Le droit à la différenciation est la pierre angulaire d’un projet de « décentralisation » plus vaste. Le gouvernement compte bientôt défendre sa loi dite 3D (décentralisation, déconcentration, différenciation), visant à donner une marge de manœuvre encore plus grande aux collectivités. Ces dernières pourront, par exemple, gérer « la formation des chômeurs entre les régions et Pôle emploi », « favoriser des expérimentations autour du grand âge », ou piloter le RSA, a indiqué aux Échos la ministre Jacqueline Gourault, encourageant les élus à aller plus loin : « Place à l’imagination des élus ! » En juin, lors de son allocution télévisée, Emmanuel Macron a fixé le cap : « L’organisation de l’État et de notre action doit profondément changer. Tout ne peut pas être décidé si souvent à Paris. » Dans un discours inspiré du Medef, le président de la République a appelé à « libérer la créativité et l’énergie du terrain ». Sans le dire, il concocte un projet destiné à achever la fracture territoriale à l’œuvre depuis des années, au détriment des citoyens.
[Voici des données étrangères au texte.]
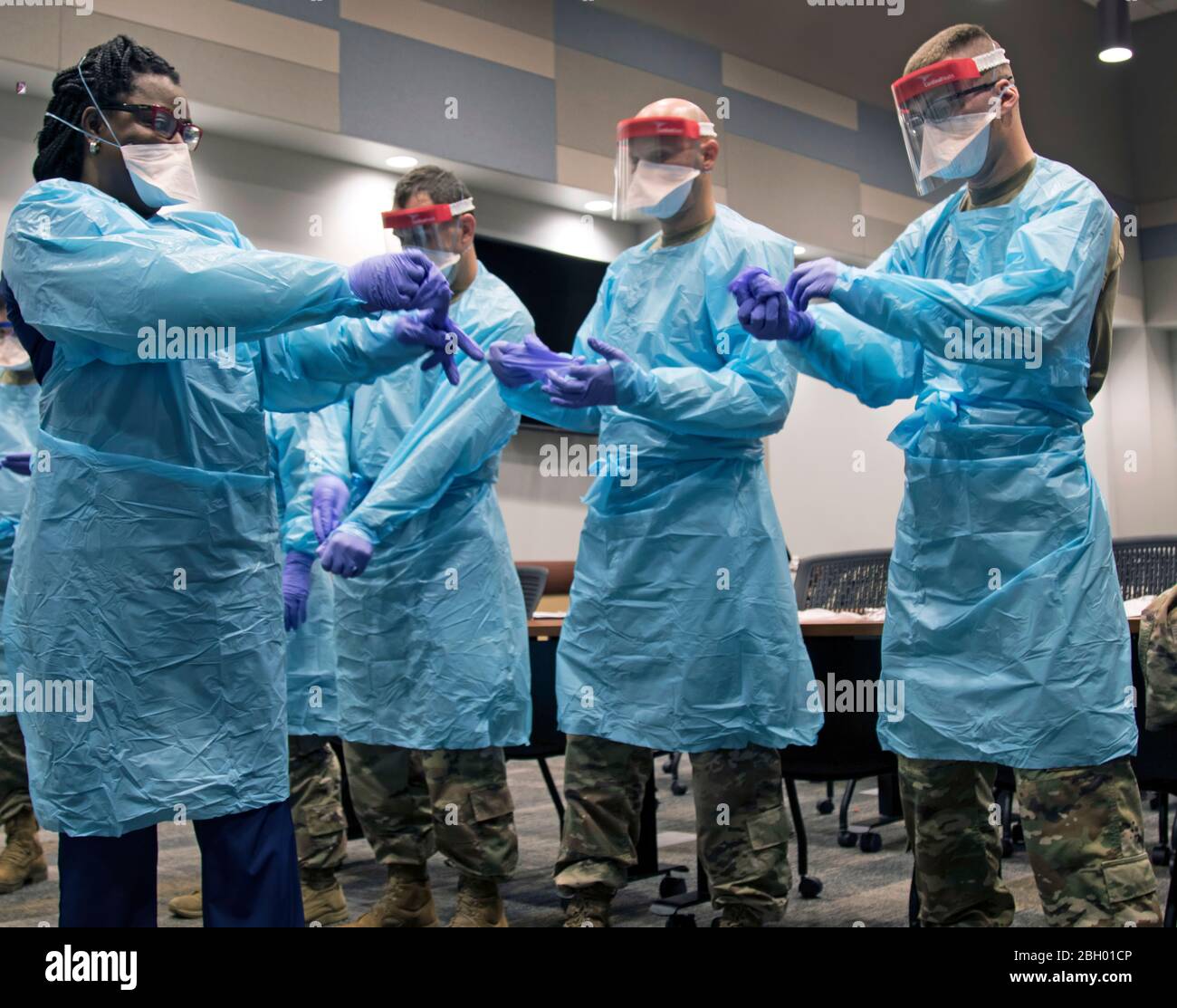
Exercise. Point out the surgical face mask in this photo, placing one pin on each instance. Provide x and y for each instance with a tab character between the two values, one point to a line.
161	173
660	189
957	148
Vers un report des régionales après la présidentielle

Emmanuel Macron a proposé, en contrepartie de son « nouvel acte de décentralisation », le report en 2022, après le scrutin présidentiel, des élections régionales prévues normalement l’an prochain. Officiellement, il a évoqué la nécessité de mettre sur les rails rapidement la nouvelle organisation territoriale. Cette hypothèse a aussitôt provoqué l’ire des présidents de région, dont Xavier Bertrand, le président (ex-LR) du conseil régional des Hauts-de-France, pour qui le président de la République « n’a pas envie de se prendre une raclée à un an de la présidentielle parce que ça ferait mauvais genre ». Le député communiste des Bouches-du-Rhône Pierre Dharréville s’est élevé contre un projet de calendrier visant à « tout mettre à la remorque de la présidentielle ».